Under the tutelage of Reserve Marines from Company E, 2nd Battalion, 25th Marine Regiment, Regimental Combat Team-8, a squad of Iraqi Army soldiers from 3rd Battalion, 29th Brigade, 7th Iraqi Army Division perform fire and movement techniques at H3 Airfield in a remote location in western Al Anbar desert Feb. 23.

Photo by Capt. Paul L. Greenberg

Reserve Marines train next generation of Iraqi soldiers

2 Mar 2009 | Capt. Paul L. Greenberg

The Marines of Company E, 2nd Battalion, 25th Marine Regiment, Regimental Combat Team 8, based in Harrisburg, Pa., conducted the last mission of their 7-month tour in Iraq Feb. 23. 

The Reserve Marines spent the day teaching actions on enemy contact and fire and movement techniques to a company of young Iraqi soldiers at H3 airfield, which is home to the 3rd Battalion, 29th Brigade, 7th Iraqi Army Division.

The Iraqi soldiers watched as the Marines modeled the movement techniques, shouting verbal commands, and rushing across the terrain with classic Marine Corps enthusiasm.

When it was the Iraqis’ turn, they executed with equal motivation and skill.

“They’re going to be one-hundred percent good,” said Capt. Salem Mahmud Ahmed, the Iraqi company commander, brimming with pride as his soldiers practiced bounding forward across the lunar-like surface, advancing toward a notional enemy. 

The soldiers, mostly ranging in age from 17-23, recently completed a two-month boot camp and are still learning the fundamentals of infantry tactics, said Ahmed. 

Most of their daily routine consists of physical training, patrolling, land navigation and weapons function and maintenance.

Ahmed, who has spent 16 of his 40 years in the Iraqi Army, explained that even though their AK-47 rifles are older than many of the troops who carry them, this new generation of soldiers has both the training and resolve to maintain security in this remote region of western Al Anbar province.

“It’s amazing.  The squad leaders are doing their jobs and the soldiers are responding to their leadership.  It shows we’ve accomplished a lot here,” said Sgt.
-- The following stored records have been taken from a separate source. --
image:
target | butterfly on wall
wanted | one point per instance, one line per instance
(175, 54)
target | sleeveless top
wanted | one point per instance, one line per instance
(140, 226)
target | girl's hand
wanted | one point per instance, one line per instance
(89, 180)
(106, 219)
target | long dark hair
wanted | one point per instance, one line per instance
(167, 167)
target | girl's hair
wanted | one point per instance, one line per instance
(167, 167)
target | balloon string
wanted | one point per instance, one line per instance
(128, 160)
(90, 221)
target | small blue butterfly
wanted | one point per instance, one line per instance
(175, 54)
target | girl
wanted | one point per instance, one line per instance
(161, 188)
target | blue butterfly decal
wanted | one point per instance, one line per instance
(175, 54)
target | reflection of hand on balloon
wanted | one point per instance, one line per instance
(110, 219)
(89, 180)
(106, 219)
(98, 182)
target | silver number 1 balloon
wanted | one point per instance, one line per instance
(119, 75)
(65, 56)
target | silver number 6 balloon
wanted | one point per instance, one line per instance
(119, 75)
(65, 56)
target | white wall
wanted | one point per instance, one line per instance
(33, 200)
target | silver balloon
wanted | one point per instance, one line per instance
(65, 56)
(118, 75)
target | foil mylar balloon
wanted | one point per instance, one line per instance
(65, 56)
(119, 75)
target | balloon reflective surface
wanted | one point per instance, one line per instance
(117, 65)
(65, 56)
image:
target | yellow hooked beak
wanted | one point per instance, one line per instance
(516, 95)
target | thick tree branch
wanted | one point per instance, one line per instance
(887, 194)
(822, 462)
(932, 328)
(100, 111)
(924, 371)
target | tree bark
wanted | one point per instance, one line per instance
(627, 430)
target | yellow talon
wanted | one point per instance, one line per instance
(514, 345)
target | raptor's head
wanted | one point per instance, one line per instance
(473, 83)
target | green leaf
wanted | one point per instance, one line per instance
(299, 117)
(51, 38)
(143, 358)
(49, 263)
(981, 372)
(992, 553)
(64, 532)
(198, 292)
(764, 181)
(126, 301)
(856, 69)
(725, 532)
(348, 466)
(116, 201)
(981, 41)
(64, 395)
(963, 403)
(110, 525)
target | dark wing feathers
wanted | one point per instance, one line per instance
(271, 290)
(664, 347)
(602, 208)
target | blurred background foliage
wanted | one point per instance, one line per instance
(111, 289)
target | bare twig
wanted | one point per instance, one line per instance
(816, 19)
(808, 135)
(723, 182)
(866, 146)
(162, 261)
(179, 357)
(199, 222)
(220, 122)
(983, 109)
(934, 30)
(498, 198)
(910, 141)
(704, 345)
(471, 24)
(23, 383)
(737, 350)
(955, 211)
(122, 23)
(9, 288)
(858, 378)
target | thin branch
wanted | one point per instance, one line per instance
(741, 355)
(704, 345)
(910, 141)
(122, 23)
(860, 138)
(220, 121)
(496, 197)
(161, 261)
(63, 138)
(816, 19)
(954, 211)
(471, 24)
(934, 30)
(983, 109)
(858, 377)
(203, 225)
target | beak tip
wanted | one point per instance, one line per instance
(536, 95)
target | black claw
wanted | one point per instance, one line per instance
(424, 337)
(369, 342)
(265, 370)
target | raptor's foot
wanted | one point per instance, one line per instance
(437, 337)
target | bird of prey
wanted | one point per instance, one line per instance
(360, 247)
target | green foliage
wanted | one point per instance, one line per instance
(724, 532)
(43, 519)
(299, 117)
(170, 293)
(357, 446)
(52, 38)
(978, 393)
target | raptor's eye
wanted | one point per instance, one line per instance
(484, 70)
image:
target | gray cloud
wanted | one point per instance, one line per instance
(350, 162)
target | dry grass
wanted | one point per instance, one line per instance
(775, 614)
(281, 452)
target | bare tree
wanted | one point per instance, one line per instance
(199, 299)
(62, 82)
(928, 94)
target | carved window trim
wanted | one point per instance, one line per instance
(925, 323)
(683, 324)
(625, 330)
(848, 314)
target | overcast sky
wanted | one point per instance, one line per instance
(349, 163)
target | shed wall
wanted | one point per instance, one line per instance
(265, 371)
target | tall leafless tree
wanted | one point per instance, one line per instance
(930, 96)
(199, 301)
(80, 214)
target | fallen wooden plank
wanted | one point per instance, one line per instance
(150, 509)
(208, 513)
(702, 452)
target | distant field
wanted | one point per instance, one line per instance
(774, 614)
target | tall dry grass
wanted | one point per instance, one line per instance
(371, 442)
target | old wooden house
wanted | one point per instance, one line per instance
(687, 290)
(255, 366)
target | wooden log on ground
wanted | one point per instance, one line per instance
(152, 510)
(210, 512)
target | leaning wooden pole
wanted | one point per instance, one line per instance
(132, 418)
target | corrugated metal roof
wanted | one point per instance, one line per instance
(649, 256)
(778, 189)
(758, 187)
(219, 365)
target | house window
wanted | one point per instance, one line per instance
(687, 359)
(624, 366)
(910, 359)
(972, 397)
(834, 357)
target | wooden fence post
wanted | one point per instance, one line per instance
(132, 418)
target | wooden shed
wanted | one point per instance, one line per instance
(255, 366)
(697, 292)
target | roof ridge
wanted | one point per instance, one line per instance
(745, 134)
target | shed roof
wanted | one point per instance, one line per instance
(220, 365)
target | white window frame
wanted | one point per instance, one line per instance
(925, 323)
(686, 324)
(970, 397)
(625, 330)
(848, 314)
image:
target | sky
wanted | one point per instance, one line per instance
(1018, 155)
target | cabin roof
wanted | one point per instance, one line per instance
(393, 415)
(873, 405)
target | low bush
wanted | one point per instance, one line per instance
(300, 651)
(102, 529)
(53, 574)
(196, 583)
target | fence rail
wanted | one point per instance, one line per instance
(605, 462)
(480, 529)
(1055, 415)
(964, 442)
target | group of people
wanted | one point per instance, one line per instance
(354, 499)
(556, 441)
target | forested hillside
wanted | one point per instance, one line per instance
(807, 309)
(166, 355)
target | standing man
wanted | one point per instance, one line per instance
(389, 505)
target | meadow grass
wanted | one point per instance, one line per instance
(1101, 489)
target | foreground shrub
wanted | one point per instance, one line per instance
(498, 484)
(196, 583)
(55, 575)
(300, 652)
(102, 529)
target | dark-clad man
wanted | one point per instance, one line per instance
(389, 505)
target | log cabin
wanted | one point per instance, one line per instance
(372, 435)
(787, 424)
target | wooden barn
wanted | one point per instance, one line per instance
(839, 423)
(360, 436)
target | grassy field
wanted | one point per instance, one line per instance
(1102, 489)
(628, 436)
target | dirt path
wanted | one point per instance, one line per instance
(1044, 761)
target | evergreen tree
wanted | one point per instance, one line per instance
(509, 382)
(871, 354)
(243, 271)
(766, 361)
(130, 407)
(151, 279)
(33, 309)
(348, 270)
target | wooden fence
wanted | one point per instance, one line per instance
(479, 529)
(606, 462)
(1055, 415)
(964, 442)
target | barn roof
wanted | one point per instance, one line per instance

Gerson Duran, the Company E police sergeant.

Duran, who is on his third tour in Iraq, explained that the training was also excellent experience for the junior Marines in his company who are not only learning how to teach, but are also forming friendships with their Iraqi counterparts. 

“The courage and commitment I’ve seen in these guys over the past months, it’s amazing,” said Duran.  “They deserve a lot of credit.”

Overseeing all the training was Staff Sgt. James Gray, an active duty Marine artilleryman with Military Transition Team 3-29.  Gray and his team have lived and worked with the Iraqis for the past three months. They invited the troops from Company E to come out to H3 to provide the Iraqi troops with a different perspective on training.

“They [Company E Marines] are an outside source,” explained Gray.  “They are infantrymen.  This is their job, their area of expertise.  Also, it’s another angle of influence; a different methodology.  This way, the Iraqis can choose what works best for them.”

The Reserve Marines of Company E are scheduled to retrograde from their current base of operations at Camp Korean Village to Al Asad Air Base in early March.  After a brief transition period in California, they will fly back to their home training center in Harrisburg in April and demobilize, returning to their civilian lives and careers.